O dia das Três Marias


Flores para diversas mães

Júnior Landim

O domingo amanhece nublado, como de costume, em São Bernardo, cidade onde residem os pais de minha esposa Renata. Saímos de Santos no dia anterior, depois de muito trabalho. Uma hora de subida de serra até o ABC e minha cabeça já está em Vargem Grande Paulista. Lá, vive uma simpática senhora de nome Maria, mulher de aço que me criou desde os meus seis meses de vida.

A mesa de café posta por Dona Anna Maria, minha sogra. Um café aromático, algumas fatias de pão, um pouco de brincadeira no chão com meu filho Iago.

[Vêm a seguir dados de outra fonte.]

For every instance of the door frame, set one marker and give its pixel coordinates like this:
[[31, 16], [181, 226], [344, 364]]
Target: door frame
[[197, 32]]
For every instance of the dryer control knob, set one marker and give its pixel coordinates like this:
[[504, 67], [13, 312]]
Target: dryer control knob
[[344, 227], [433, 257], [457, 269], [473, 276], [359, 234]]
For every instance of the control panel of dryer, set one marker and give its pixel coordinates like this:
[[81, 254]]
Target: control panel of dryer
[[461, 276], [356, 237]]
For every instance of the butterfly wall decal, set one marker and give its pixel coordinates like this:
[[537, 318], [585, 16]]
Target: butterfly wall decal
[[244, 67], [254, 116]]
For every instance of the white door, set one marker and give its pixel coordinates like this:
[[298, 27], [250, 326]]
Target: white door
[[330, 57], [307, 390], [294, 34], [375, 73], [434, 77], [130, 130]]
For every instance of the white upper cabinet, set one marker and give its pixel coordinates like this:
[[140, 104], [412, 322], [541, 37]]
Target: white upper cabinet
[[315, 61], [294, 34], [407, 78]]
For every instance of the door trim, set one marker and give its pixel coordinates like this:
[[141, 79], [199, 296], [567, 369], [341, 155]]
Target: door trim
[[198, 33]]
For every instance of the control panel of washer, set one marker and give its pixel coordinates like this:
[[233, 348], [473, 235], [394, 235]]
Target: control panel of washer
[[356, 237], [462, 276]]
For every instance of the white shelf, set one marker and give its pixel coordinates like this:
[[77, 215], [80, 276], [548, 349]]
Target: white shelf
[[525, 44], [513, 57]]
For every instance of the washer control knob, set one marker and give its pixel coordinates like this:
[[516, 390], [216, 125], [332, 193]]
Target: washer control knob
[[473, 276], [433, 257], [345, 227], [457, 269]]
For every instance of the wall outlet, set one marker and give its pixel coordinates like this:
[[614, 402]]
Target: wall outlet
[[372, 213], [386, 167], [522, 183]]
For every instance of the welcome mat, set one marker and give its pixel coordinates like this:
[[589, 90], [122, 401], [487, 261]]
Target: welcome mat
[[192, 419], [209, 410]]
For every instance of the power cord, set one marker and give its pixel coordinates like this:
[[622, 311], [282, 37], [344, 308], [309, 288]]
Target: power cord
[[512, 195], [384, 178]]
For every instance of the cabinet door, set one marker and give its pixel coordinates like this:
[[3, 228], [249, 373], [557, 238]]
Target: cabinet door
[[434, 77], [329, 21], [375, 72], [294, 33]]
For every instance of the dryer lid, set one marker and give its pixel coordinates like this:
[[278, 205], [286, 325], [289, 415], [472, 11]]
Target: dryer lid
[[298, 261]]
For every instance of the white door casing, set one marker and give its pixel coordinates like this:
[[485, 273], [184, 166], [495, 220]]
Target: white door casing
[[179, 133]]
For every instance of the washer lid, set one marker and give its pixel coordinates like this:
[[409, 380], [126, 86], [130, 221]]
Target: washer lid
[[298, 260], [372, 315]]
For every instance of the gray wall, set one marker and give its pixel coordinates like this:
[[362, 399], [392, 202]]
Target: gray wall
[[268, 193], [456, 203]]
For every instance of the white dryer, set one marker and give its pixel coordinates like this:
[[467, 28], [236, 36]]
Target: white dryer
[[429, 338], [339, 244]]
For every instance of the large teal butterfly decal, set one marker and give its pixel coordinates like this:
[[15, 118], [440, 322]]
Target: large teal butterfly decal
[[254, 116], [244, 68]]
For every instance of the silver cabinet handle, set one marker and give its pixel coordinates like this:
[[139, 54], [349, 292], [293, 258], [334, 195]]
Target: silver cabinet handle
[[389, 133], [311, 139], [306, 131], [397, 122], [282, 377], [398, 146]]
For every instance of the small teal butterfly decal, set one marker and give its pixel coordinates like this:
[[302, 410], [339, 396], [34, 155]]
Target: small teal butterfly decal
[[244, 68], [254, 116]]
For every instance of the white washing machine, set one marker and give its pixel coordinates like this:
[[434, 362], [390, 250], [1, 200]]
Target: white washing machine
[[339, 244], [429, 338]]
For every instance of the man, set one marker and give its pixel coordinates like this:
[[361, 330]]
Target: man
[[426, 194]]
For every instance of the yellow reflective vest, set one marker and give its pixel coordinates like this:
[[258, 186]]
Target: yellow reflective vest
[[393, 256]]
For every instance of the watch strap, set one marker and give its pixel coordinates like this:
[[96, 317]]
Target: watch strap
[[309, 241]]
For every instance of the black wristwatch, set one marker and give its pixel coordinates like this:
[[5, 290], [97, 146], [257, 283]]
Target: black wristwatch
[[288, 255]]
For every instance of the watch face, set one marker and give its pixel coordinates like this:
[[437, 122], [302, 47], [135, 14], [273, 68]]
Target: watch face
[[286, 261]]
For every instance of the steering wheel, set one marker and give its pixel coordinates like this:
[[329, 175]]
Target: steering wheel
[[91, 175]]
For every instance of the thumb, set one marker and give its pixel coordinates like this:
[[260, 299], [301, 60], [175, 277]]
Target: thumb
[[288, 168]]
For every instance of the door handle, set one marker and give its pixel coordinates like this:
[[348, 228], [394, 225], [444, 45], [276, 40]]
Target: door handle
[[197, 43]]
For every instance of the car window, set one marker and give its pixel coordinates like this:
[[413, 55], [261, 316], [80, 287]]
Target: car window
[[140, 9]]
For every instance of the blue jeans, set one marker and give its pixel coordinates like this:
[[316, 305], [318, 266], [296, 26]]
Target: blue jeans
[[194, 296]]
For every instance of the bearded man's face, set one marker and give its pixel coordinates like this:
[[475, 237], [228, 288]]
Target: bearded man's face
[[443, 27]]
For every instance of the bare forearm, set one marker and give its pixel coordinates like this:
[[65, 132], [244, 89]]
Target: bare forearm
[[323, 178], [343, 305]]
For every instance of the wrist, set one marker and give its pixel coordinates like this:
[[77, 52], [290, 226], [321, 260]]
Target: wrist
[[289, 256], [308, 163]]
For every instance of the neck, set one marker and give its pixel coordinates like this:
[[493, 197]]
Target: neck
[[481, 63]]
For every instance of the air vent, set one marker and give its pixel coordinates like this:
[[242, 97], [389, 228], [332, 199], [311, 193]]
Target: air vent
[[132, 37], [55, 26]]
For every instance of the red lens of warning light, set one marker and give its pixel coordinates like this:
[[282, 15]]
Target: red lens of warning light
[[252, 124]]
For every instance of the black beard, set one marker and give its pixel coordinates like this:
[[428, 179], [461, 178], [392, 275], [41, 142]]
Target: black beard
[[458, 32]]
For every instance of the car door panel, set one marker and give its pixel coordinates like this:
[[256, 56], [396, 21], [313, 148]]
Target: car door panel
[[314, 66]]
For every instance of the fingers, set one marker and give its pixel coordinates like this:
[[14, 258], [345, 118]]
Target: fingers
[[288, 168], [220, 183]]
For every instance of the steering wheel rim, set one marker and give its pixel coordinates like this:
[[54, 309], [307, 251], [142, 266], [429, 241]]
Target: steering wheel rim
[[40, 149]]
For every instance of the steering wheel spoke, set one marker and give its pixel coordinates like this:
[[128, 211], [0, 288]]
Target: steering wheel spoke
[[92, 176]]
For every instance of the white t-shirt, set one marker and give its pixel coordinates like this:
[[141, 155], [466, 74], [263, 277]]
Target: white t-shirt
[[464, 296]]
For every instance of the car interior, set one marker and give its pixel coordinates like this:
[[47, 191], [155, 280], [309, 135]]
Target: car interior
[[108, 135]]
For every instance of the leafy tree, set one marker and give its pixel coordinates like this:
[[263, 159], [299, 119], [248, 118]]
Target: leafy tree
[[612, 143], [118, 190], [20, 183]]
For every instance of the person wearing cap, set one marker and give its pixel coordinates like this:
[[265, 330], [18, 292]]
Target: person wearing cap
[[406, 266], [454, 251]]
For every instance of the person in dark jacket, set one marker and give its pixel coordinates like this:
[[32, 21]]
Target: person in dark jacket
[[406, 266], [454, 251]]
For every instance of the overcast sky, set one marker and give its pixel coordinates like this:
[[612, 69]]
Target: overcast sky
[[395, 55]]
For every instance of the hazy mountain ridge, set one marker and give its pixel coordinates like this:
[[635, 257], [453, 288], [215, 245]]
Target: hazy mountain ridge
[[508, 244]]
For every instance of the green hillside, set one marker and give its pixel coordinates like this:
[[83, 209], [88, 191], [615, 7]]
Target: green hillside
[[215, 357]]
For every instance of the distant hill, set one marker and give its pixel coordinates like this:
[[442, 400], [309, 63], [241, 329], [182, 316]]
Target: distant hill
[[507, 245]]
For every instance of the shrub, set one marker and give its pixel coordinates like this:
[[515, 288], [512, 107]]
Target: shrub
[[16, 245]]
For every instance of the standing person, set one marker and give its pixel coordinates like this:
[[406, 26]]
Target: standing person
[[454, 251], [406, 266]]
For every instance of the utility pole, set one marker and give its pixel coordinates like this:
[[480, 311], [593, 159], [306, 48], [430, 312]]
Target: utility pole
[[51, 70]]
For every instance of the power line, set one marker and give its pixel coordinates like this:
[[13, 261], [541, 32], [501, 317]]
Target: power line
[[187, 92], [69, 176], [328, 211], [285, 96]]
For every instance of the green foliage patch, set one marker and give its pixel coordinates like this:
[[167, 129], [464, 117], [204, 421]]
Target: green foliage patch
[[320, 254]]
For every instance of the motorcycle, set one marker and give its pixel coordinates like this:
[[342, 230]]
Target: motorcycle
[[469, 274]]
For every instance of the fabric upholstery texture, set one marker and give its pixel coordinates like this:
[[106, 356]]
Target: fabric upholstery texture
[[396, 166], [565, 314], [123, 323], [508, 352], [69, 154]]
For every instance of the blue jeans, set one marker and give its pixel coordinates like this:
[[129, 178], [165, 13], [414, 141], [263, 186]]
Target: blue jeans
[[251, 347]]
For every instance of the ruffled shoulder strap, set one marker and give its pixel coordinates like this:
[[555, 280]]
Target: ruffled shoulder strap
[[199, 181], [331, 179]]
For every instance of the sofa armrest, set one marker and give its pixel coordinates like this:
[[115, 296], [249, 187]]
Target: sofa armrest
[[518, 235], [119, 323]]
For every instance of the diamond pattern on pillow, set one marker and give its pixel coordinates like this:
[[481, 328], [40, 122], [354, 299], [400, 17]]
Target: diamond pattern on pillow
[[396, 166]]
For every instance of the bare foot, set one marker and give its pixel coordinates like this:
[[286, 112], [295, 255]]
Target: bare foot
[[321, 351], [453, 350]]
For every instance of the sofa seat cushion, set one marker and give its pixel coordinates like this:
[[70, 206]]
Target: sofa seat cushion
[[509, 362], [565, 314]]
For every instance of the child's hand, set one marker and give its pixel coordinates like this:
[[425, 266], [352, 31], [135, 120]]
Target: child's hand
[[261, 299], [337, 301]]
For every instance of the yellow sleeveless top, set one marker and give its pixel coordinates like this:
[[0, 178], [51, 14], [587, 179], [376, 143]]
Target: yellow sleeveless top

Saímos eu e Renata para buscar o bolo dos 92 anos de vida de Dona Oscarina, avó materna da minha esposa. Dia especial! Dia das Mães no mesmo dia do aniversário da Bisa!

Com bolo em mãos, deixo Renata na portaria do prédio dos pais dela e sigo de carro rumo ao Rodoanel Mário Covas. Uma hora de viagem até pisar novamente na terra da minha infância. Lá fora, um verde exuberante; dentro do carro, Alanis Morissette canta o som da minha adolescência.

Ao chegar na casa de Maria, minha mãe do coração, cerca de 20 pessoas, entre irmãos, irmãs, cunhados, cunhadas, sobrinhas e agregados, falam alto e gargalham mais alto ainda varanda de madeira.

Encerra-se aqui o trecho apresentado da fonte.